Sermayenin işçi sınıfı karşısında kaybettiği gücünü tekrar kazanmak amacıyla çeşitli dönemlerde başvurduğu en önemli silahlardan olan kapitalizmin yapısal sistemik krizleri, Türkiye’de yerini enflasyon yaratma ve ortodoks iktisat politikaları ile enflasyonu düşürme politikalarına bırakmıştır. Bu politikaların bedeli yine emekçilere, yoksul halkımıza ödetilecektir. Yoksul daha da yoksullaşacak ve ne yazık ki açlığa mahkum edilecektir. Emeklilerin ve dar gelirlilerin yüksek enflasyon ortamında içine düşürüldükleri durumu büyük ölçüde yansıtan TÜİK’in yayınladığı 2023 Hane Halkı Tüketim Araştırması sonuçları da bu gerçekliği ne yazık ki tüm çıplaklığı ile gözler önüne sermektedir.

Hane Halkı Bütçe Araştırması sonuçlarına göre hane halkı harcamalarının neredeyse tamamı sadece üç kalemden oluşuyor: %20.6 gıda, %21.9 ulaştırma ve %23.9 konut ve kira. Bu insanların eğitime, eğlence ve kültüre harcayabilecekleri 5 kuruş paraları bile kalmıyor. Toplumun zengin ile yoksul kesimleri arasında uçurum derinleşiyor. İyi bir eğitim sadece zenginlerin ve çocuklarının hakkı olarak görülüyor. Gezmek, eğlenmek, tatil yapmak emekçiler ve özellikle emekliler için bir hayal haline getiriliyor. Bu nedenle enflasyonu düşürme politikaları; sıcak paraya yüksek getiri, AKP’nin en büyük sınıfsal desteğini sağlayan rantiye sektörü için yeni rant kapısı, sanayi ve finans sektörlerinde kar artışları için yeni bir umut olarak görülmelidir. Emekçiler, yoksullar için ise yeni bir “kabir azabı” olarak düşünülmelidir. Sınıf temelli siyaset yapanlar içinse yeni bir mücadele döneminin başlangıcı olarak algılanmalıdır.
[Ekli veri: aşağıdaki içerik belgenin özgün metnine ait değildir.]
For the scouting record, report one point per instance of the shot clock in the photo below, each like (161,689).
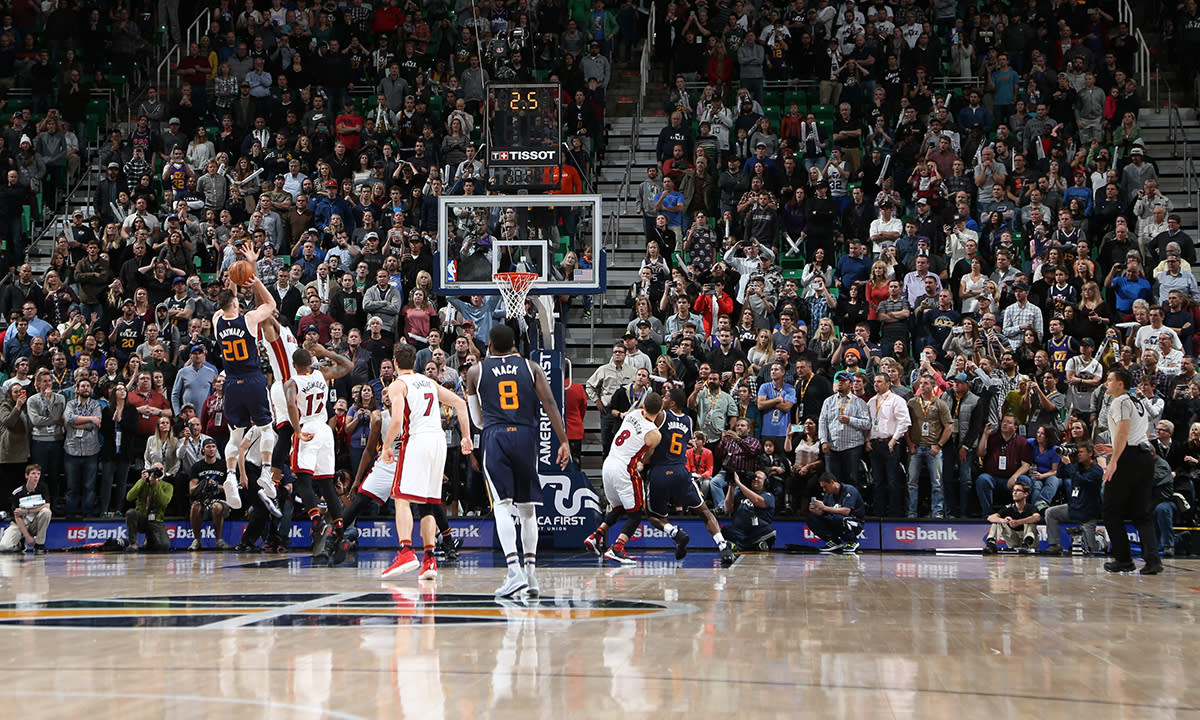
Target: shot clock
(523,126)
Sosyalistlere Düşen Ödevler

Sosyalistlere düşen en önemli ödev, finans-kapital ile zorunlu kader birliği yapmış islamcı kapitalist bu iktidarı halk önünde iyice deşifre etmektir. Bir başka deyişle, bütün Türkiye sathında mahalle mahalle, sokak sokak dolaşarak halka bu iktidarın nasıl emekçi düşmanı ve sermaye dostu olduğunu anlatmaktır. Bu anlatım sürecinde ve diğer ulusal düzeylerde yapılacak faaliyetlerde, yaşadığımız enflasyon sürecinin AKP ile inşa edilen yeni rejimin bir ürünü olduğunun; bu yeni rejimin islamcı-kapitalist bir toplumsal harekete, tamamen milliyetçi-mukaddesatçı illüzyonlarla kutsanmış merkezi bir devlete ve faşizme dayandığının iyi anlatılması gerekir. Enflasyonu düşürme adı altında uygulamaya sokulan para ve maliye politikalarının sınıfsal olduğunu, enflasyonu düşürme politikalarının bedelini emekçilere ödetmenin yeni biçimleri olduklarını vurgulamak gerekir.
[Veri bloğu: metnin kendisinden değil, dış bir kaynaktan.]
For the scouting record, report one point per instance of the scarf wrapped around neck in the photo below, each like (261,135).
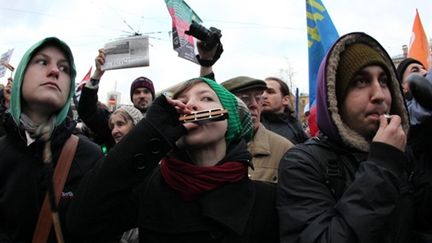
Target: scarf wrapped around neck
(43,130)
(191,180)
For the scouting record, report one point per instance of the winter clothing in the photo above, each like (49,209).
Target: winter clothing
(374,202)
(95,118)
(284,124)
(267,149)
(404,65)
(129,190)
(24,177)
(142,82)
(352,59)
(21,69)
(244,83)
(133,112)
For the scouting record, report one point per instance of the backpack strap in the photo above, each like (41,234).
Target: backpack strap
(332,166)
(46,217)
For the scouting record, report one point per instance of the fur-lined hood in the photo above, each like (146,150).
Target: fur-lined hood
(328,117)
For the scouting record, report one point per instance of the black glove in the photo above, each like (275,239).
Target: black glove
(421,90)
(209,63)
(165,118)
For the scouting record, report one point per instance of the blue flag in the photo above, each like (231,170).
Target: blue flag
(321,36)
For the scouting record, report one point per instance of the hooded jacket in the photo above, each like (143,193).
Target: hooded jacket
(23,175)
(372,206)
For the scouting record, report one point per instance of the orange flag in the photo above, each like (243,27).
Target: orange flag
(419,46)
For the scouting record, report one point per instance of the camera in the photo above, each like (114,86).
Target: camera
(209,37)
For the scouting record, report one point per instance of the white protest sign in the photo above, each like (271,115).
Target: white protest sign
(127,53)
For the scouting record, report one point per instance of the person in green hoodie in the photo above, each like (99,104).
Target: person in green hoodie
(37,128)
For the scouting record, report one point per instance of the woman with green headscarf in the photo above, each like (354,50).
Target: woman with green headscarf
(36,131)
(180,182)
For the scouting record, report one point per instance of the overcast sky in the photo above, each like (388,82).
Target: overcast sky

Sosyalist bir iktidarda enflasyon hedeflemesi, merkez bankası bağımsızlığı gibi neoliberal politikalara ve söylemlere yer verilmeyeceğinin güvence edilmesi gerekir. Gelir dağılımında oluşan eşitsizlikler giderilmeden, yoksulluk bitirilmeden her ne ad altında olursa olsun uygulanacak enflasyonu düşürme politikalarının enflasyonu düşürme bir yana daha da artıracağını anlatmak gerekir. Yoksulların, emekçi halkımızın tükettiği zorunlu mal ve hizmetlerin onlara yük olmayacak bir biçimde sosyalist bir iktidarda sağlanacağının ve bunun da nasıl sağlanacağının açıklanması gerekir. Asgari ücret ve vergi düzenlemeleri ile ilgili iktidar kararlarının yeni dönemde yeni bir sermaye saldırısı olduğunu; bu saldırının içerisine ana muhalefet partisi CHP’nin de dahil edilmeye çalışıldığını; en önemlisi de CHP de dahil bütün düzen partileri ile sistem içi çözümlerle emekçilerin daha fazla ırgatlaştırılmaya çalışıldığını en ince ayrıntısına kadar anlatmak gerekir.

Ama bütün bunlar doğru zamanda ve eksiksiz yapılsa bile yeterli olmayacaktır. Çünkü:

  • Kamunun öncülüğünde yeni bir sanayileşme hamlesi ile Türkiye ekonomisinin dışa bağımlılığı azaltılmadan,
  • Ekonomiyi siyasetten ayırmaksızın, hatta birlikte düşünerek plana dayalı, devletin doğrudan katılımı ile verimlilik artışına dayalı yeni bir birikim modelini devreye sokmadan,
  • Eğitim sistemini ve tüm iktisadi politikaları bu amaca göre dizayn etmeden,
  • Artık değeri rant, kâr ve faiz arasında üleştirmenin mekanizmalarını yok edecek ve işçi sınıfı adına yeniden üleştirecek mekanizmaları devreye sokmadan,
  • Uluslararası jeopolitik, iktisadi gelişmelere karşı kırılgan olmayan, kendi kendimize her anlamda yeterli yapılar inşa etmeden, ama enternasyonal düşünen ve davranan bir ülke yaratmadan,
  • Geçmiş sosyalist deneyimlerin başarı/başarısızlıklarından ders alarak geniş halk kitlelerinin yaşamlarını etkileyecek yeni bir değerler sistemi oluşturmadan,
  • Ülke çapında direnişin, umudun ve gerçekliğin merkezi ve simgesi olmadan,

 bu islamcı-kapitalist iktidarı yenmek, düzen partileri ve sistem içi politika önerilerine ve uygulamalarına karşı başarılı olmak mümkün olmayacaktır.